Friday , 29 March 2024

Iranian women athletes’ plight highlighted by top weightlifters leaving the country

Iran-HRM – The plight of Iranian women athletes has been highlighted by two weightlifters who fled the world sports camps, seeking asylum in other countries.

Iranian women athletes


In recent days, Parisa Jahanfekrian and Yekta Jamali, two women weightlifting champions left Iran.

Parisa Jahanfekrian, 27, has recently applied for political asylum from Germany.

Parisa Jahanfekrian, who should have been the first female weightlifter from Iran to compete at the Olympic Games last year, blames the Iranian Weightlifting Federation (IRIWF) for her heartbreaking absence from Tokyo – and much more besides.

She announced the news on her Instagram account. In part, her post read, “I speak of a generation that did not believe in being forgotten. A generation that did not accept being humiliated and restricted.”

Parisa Jahanfekrian announced her decision 48 hours after Her younger team-mate, 17-year-old Yekta Jamali, defected from the Iranian national team.
In an interview, Jahanfekrian said, “I felt that this is not my place anymore. I did not even have the primary weightlifting equipment, and nobody would help me. I think they will be happy with our departure.”

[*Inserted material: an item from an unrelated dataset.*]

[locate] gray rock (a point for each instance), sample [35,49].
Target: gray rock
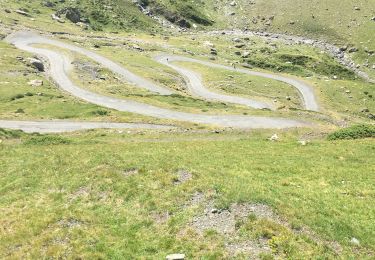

Iranian regime forbade women’s weightlifting until 2018 when the aim was to qualify females for Paris 2024.

Jahanfekrian first joined the national team in 2018, moving to weightlifting from the hammer throw in track and field after being spotted by a coach.

Yekta Jamali, 17, has also headed to Germany after leaving the Iranian team during the International Weightlifting Federation (IWF) Junior World Championships in Greece May 10, 2022.

Jamali was Iran’s best young prospect, three times a medallist at youth and junior World Championships in the past year.

She won a silver medal in the 2022 International Weightlifting Federation (IWF) Junior World Championships.

Iranian women athletes face numerous challenges and roadblocks. To be present in international arenas and follow their sports passions, they must acquire permits from the corrupt mullahs’ authorities. Although Iranian women athletes are winning more medals these days, they face added restrictions imposed by new legislation.
More Iranian women and men athletes have defected from Iran’s national team camps to seek refuge in other countries in recent years.

Two other Olympians who fled Iran now live in Germany and both competed for the International Olympic Committee’s Refugee Olympic Team in Tokyo last year.
They are the taekwondo player Kimia Alizadeh, who became the first female in any sport to win an Olympic medal for Iran in Rio 2016, and the canoeist Saeid Fazloula.

About 30 Iranian athletes in recent years have defected from Iranian national teams and sought asylum in other countries, including Judo champion Saeid Mollaei, Greco-Roman national team wrestler Ali Arsalan, and many others, due to alleged threats and corruption in sports federations.